The caucus and convention system is a structure designed to allow a tiny fraction of the state's true (political, not, necessarily, religious) believers to cling to power. To baldly gerrymander legislative and congressional districts to make sure only Republicans get elected almost everywhere. To block hate crimes legislation and engage in other dead-ender efforts to oppose marriage equality and LGBT rights. To stop medical marijuana.

If the medical marijuana measure gets on the November ballot, it will coincide with the rematch between Love and her Democratic 2014 challenger Doug Owens. The larger, more diverse pool of voters drawn to the polls by the cannabis question would be, at least in theory, favorable to Owens.

The Democrat ran Love a close race last time, even though national Democrats wrote off the gerrymandered district as a lost cause and lent Owens practically no financial or logistical help.

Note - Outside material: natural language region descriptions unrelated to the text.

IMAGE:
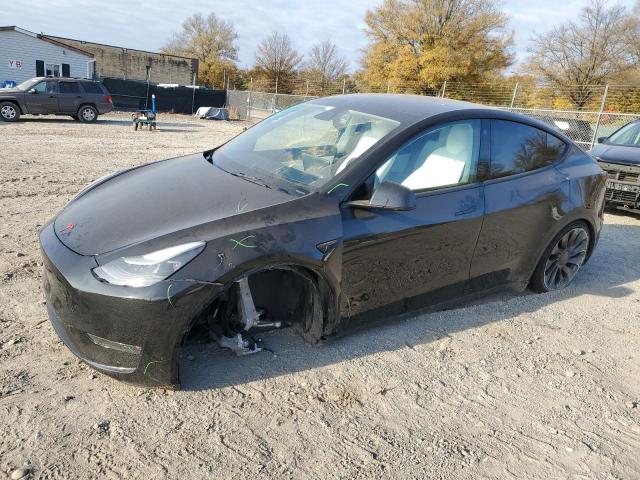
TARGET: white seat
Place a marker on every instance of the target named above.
(446, 165)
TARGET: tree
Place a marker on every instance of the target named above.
(324, 66)
(276, 61)
(418, 44)
(580, 55)
(211, 41)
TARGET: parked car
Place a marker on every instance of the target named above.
(619, 156)
(82, 99)
(345, 207)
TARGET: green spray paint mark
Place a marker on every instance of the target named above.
(241, 242)
(169, 295)
(240, 209)
(336, 186)
(148, 364)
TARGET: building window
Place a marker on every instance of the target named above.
(53, 70)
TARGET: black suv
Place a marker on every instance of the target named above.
(82, 99)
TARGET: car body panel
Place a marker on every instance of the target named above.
(394, 259)
(369, 263)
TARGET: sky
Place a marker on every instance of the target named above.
(148, 25)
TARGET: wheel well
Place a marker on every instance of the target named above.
(87, 104)
(13, 102)
(291, 295)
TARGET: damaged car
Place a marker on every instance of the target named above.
(340, 209)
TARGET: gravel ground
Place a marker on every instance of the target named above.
(514, 386)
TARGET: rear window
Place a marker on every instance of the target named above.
(518, 148)
(92, 87)
(69, 87)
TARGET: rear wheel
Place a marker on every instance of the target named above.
(562, 258)
(9, 112)
(87, 114)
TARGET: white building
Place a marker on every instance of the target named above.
(25, 54)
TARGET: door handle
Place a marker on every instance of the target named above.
(464, 211)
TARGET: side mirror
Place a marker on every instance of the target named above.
(388, 196)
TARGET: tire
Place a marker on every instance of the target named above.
(562, 259)
(87, 114)
(9, 112)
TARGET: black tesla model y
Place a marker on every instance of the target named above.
(346, 207)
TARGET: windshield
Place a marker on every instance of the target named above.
(26, 85)
(305, 145)
(627, 135)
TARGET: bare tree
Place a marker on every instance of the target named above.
(632, 34)
(277, 59)
(212, 41)
(325, 65)
(582, 54)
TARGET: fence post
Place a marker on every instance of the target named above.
(602, 105)
(249, 99)
(513, 98)
(193, 93)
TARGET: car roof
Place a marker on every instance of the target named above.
(401, 107)
(410, 109)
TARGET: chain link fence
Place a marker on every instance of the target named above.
(584, 113)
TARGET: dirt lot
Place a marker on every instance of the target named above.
(516, 386)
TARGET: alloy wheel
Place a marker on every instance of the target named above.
(566, 258)
(88, 114)
(8, 112)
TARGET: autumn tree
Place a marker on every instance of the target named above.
(324, 66)
(211, 41)
(276, 62)
(422, 43)
(579, 55)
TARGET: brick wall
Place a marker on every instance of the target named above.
(131, 64)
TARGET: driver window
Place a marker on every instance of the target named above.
(445, 155)
(45, 87)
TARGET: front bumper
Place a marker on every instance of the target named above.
(132, 334)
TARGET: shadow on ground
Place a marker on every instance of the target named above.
(615, 263)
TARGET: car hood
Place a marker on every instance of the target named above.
(617, 154)
(155, 200)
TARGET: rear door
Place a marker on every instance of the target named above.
(397, 261)
(69, 97)
(42, 98)
(525, 196)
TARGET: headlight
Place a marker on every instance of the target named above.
(145, 270)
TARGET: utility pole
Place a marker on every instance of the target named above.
(602, 105)
(513, 98)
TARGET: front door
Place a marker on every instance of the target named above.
(394, 261)
(42, 98)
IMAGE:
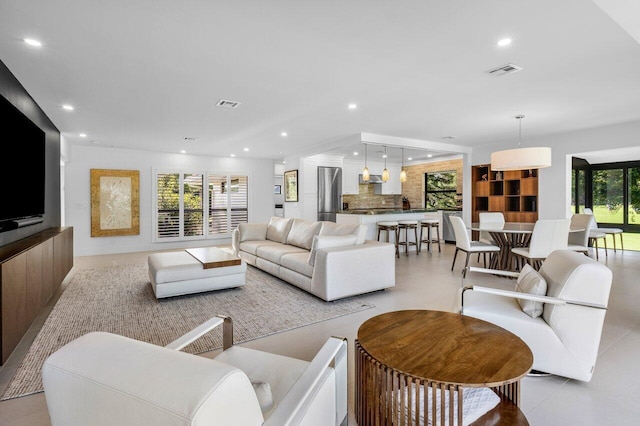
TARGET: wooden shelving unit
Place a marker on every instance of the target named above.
(513, 192)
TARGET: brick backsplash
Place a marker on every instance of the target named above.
(366, 199)
(413, 188)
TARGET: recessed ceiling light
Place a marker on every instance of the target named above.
(32, 42)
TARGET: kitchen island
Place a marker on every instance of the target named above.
(370, 217)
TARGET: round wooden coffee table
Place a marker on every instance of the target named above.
(399, 353)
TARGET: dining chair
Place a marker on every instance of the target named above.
(608, 231)
(489, 218)
(548, 235)
(464, 243)
(579, 240)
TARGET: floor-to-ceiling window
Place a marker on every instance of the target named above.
(608, 198)
(612, 191)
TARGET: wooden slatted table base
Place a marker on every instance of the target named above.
(399, 354)
(388, 397)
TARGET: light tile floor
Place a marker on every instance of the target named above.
(426, 282)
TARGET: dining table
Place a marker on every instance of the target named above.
(506, 236)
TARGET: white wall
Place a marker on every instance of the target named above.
(554, 183)
(77, 197)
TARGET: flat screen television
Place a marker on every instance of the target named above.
(22, 169)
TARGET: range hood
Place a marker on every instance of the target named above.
(372, 179)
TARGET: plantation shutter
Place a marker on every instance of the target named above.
(168, 188)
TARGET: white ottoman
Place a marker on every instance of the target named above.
(178, 273)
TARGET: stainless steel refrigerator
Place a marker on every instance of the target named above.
(329, 192)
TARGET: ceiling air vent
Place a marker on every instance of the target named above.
(228, 104)
(504, 69)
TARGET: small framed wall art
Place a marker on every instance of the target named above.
(115, 202)
(291, 186)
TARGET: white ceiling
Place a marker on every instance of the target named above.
(146, 74)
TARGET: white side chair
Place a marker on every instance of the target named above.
(579, 240)
(548, 235)
(464, 243)
(608, 231)
(111, 380)
(565, 338)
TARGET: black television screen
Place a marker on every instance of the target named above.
(22, 171)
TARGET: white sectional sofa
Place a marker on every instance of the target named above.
(328, 260)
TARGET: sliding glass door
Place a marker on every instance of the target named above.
(608, 196)
(633, 210)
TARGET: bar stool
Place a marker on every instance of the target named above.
(406, 225)
(430, 224)
(387, 226)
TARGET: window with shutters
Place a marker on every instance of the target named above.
(184, 206)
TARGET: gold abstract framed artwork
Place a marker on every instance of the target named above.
(115, 202)
(291, 186)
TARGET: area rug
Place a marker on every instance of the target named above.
(120, 300)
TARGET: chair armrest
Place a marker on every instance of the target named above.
(204, 328)
(527, 296)
(517, 295)
(301, 393)
(493, 271)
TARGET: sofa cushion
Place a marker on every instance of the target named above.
(278, 229)
(320, 242)
(302, 233)
(333, 229)
(298, 262)
(252, 231)
(531, 282)
(252, 245)
(273, 253)
(263, 393)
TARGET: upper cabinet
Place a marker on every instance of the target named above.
(393, 185)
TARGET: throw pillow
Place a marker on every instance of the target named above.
(302, 233)
(320, 242)
(263, 393)
(252, 231)
(278, 229)
(333, 229)
(531, 282)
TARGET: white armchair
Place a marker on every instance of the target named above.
(106, 379)
(566, 337)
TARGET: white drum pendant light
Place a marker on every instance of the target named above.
(521, 158)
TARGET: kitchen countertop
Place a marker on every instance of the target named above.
(383, 211)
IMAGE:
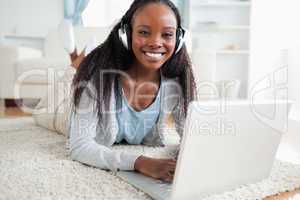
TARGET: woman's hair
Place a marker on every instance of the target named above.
(112, 55)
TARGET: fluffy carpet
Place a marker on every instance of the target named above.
(34, 164)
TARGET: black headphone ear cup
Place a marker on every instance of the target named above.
(127, 30)
(125, 36)
(179, 39)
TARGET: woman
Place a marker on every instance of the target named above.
(126, 87)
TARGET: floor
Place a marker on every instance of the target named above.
(14, 112)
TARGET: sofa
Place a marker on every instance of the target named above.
(30, 73)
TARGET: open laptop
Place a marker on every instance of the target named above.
(225, 145)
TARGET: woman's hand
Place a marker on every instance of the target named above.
(162, 169)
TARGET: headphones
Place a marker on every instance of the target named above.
(125, 37)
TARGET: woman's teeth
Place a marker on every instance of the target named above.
(154, 55)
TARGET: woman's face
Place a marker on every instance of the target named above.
(153, 35)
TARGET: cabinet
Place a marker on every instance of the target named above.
(220, 40)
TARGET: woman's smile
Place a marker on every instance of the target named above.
(153, 36)
(152, 56)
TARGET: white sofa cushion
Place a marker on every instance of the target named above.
(35, 71)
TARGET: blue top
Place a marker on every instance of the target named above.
(134, 125)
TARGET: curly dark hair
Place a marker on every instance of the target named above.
(112, 55)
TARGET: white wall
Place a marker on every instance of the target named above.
(29, 17)
(274, 31)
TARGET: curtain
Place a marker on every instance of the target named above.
(73, 10)
(183, 6)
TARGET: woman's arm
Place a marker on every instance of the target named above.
(85, 149)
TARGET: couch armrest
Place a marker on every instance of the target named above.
(9, 55)
(27, 53)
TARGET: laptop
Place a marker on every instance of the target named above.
(224, 145)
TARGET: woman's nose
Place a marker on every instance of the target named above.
(155, 41)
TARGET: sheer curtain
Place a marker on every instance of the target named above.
(107, 12)
(102, 13)
(73, 10)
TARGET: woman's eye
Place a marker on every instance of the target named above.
(143, 33)
(168, 35)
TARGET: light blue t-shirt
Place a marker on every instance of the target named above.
(134, 125)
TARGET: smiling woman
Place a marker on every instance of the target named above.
(126, 89)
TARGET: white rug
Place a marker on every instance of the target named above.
(34, 164)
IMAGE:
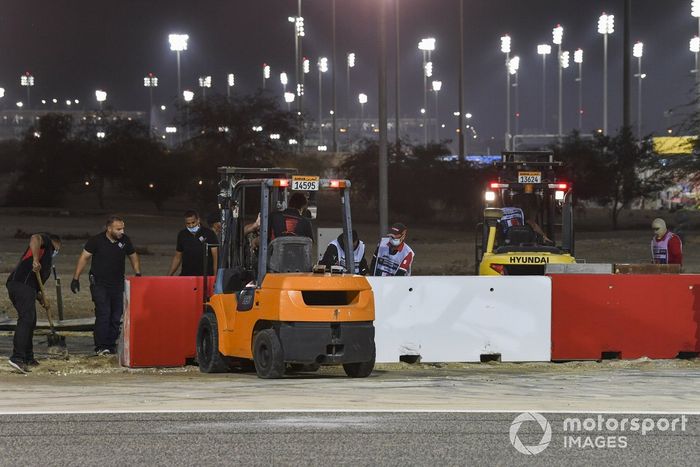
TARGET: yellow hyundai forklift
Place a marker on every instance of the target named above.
(527, 217)
(275, 307)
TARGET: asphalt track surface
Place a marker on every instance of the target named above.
(90, 411)
(319, 438)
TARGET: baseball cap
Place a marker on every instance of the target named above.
(397, 229)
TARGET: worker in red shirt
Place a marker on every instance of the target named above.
(666, 247)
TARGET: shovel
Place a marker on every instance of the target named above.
(59, 294)
(57, 343)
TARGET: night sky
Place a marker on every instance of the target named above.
(73, 47)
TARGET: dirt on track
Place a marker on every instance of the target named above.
(440, 250)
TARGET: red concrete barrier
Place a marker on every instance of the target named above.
(160, 320)
(657, 316)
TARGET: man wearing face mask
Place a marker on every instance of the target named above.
(393, 256)
(666, 247)
(189, 249)
(108, 251)
(335, 254)
(24, 291)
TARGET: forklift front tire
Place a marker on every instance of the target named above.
(360, 369)
(208, 355)
(268, 355)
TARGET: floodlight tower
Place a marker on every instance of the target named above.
(637, 52)
(578, 59)
(322, 65)
(505, 48)
(544, 50)
(27, 80)
(606, 26)
(178, 43)
(426, 45)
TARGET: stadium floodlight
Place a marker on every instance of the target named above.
(505, 44)
(564, 59)
(298, 22)
(178, 42)
(606, 24)
(638, 49)
(514, 65)
(695, 44)
(205, 81)
(557, 34)
(289, 98)
(150, 81)
(27, 80)
(427, 44)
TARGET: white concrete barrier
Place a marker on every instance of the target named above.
(460, 318)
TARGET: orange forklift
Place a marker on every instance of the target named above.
(273, 306)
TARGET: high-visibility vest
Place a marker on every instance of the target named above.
(358, 254)
(511, 217)
(659, 248)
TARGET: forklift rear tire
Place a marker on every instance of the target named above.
(208, 355)
(361, 369)
(268, 355)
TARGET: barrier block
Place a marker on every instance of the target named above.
(160, 320)
(461, 318)
(632, 316)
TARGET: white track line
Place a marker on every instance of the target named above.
(417, 411)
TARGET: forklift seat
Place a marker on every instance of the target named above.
(290, 254)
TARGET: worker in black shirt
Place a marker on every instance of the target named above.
(108, 251)
(23, 288)
(290, 221)
(189, 249)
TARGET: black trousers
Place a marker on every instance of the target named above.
(109, 306)
(23, 298)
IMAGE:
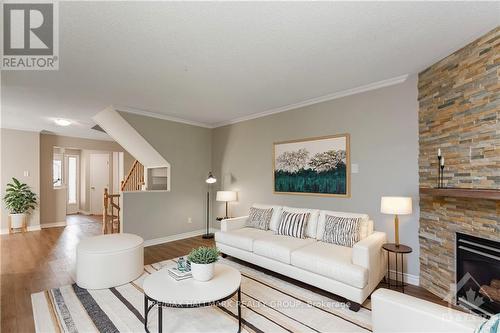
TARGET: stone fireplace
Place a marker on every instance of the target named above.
(459, 112)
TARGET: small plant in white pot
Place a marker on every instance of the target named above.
(20, 200)
(202, 262)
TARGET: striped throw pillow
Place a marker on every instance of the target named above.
(293, 224)
(343, 231)
(259, 218)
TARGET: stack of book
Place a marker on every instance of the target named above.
(178, 275)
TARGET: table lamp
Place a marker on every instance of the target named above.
(396, 206)
(226, 196)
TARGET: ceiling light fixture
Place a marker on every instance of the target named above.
(62, 122)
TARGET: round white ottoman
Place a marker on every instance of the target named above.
(107, 261)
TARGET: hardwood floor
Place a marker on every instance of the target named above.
(39, 260)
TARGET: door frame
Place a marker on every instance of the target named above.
(72, 208)
(92, 193)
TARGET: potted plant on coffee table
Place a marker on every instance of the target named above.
(20, 200)
(202, 262)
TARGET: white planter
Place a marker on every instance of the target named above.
(17, 220)
(202, 272)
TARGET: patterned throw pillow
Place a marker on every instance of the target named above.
(293, 224)
(259, 218)
(343, 231)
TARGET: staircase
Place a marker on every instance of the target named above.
(135, 178)
(111, 212)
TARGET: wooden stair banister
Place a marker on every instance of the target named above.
(111, 213)
(134, 179)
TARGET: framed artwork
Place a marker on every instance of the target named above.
(314, 166)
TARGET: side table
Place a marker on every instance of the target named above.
(400, 250)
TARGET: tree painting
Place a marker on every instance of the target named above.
(312, 166)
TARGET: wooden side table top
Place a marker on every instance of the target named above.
(392, 247)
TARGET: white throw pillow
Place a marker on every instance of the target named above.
(275, 218)
(312, 224)
(366, 225)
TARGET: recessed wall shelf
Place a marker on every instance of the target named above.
(487, 194)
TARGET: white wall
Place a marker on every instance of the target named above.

This year, the Democratic Congressional Campaign Committee has targeted Utah's 4th District as among 21 across the country it has a chance of swinging, which means money and attention Owens didn't get last time.

A stretch. But, for Democrats, it's now or never.

Love, like most rookies, hasn't really done much. Two years is enough for some voter's remorse to settle in. But once Love has three or four terms under her belt, the power of incumbency will have basically ensured her ability to keep the seat as long as she is able to sit up and take nourishment.

Making elections competitive is a virtuous circle. When people think their votes matter, they vote. When people vote, their votes matter.

The Legislature might short-circuit all that by approving Madsen's cannabis bill, removing the possibility of a ballot initiative, keeping voter turnout down in its usual dumps, helping Love win re-election and generally protecting the power of the powerful.

It's just a matter of whether the Legislature is willing to bend so the voters won't break it.

George Pyle, a Tribune editorial writer, swears by the curative powers of chocolate chip cookie dough.